Ketamakan Mandrake atas kekuasaan dan sifat paranoidnya yang tumbuh pesat membuat Bartimaeus merasa (kalau bahasa Bartimaeus sih) jijik. Mandrake dan Kitty juga terlibat ‘baku hantam’, baik secara harfiah maupun tidak, segera setelah Mandrake menemukan gadis tersebut. 

Mandrake pun akhirnya terjebak dalam situasi hidup dan mati saat ia dikejar-kejar Honorius, gagal mengendalikan Tongkat Gladstone dan berada dalam belas kasihan sang Golem. Siapakah yang pada akhirnya menyelamatkan Mandrake? Sampai pada batas manakah loyalitas Bartimaeus sebagai budak Mandrake, dan sampai batas manakah kekeraskepalaan Kitty dapat dipertaruhkan?


Buku Ketiga: Ptolemy’s Gate
Buku ini bercerita tentang masa lalu Bartimaeus, pencarian jati diri Mandrake dan keinginan terselubung Kitty. Mandrake yang paranoid karena pengetahuan Bartimaeus terhadap nama lahirnya, memaksa sang jin menjadi budaknya selama dua tahun tanpa diberi kesempatan beristirahat.

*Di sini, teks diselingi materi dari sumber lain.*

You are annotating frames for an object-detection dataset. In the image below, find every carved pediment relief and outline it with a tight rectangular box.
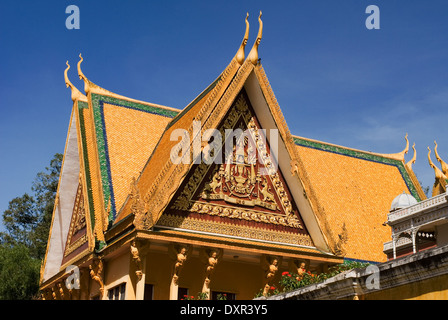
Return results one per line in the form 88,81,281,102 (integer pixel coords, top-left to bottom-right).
64,178,88,257
168,92,306,232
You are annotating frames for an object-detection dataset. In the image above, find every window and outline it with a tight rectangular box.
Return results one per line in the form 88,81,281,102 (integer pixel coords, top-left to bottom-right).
143,283,154,300
212,291,236,300
108,283,126,300
177,287,188,300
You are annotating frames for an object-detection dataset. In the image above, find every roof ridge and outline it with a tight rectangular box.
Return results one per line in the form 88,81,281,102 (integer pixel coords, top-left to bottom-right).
292,134,406,161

Karir Mandrake yang melesat cepat merupakan hasil ‘pengorbanan’ Bartimaeus yang tiada henti. 

Kekuatan Mandrake yang semakin besar memberikan sang penyihir kemampuan untuk memanggil banyak jin berkekuatan besar secara bersamaan dan menghilangkan hak prerogatif Bartimaeus sebagai satu-satunya jin milik Mandrake (baca: Bartimaeus jadi kehilangan nyaris semua kesempatan berekspresi dengan selera humornya yang mengguncang langit). 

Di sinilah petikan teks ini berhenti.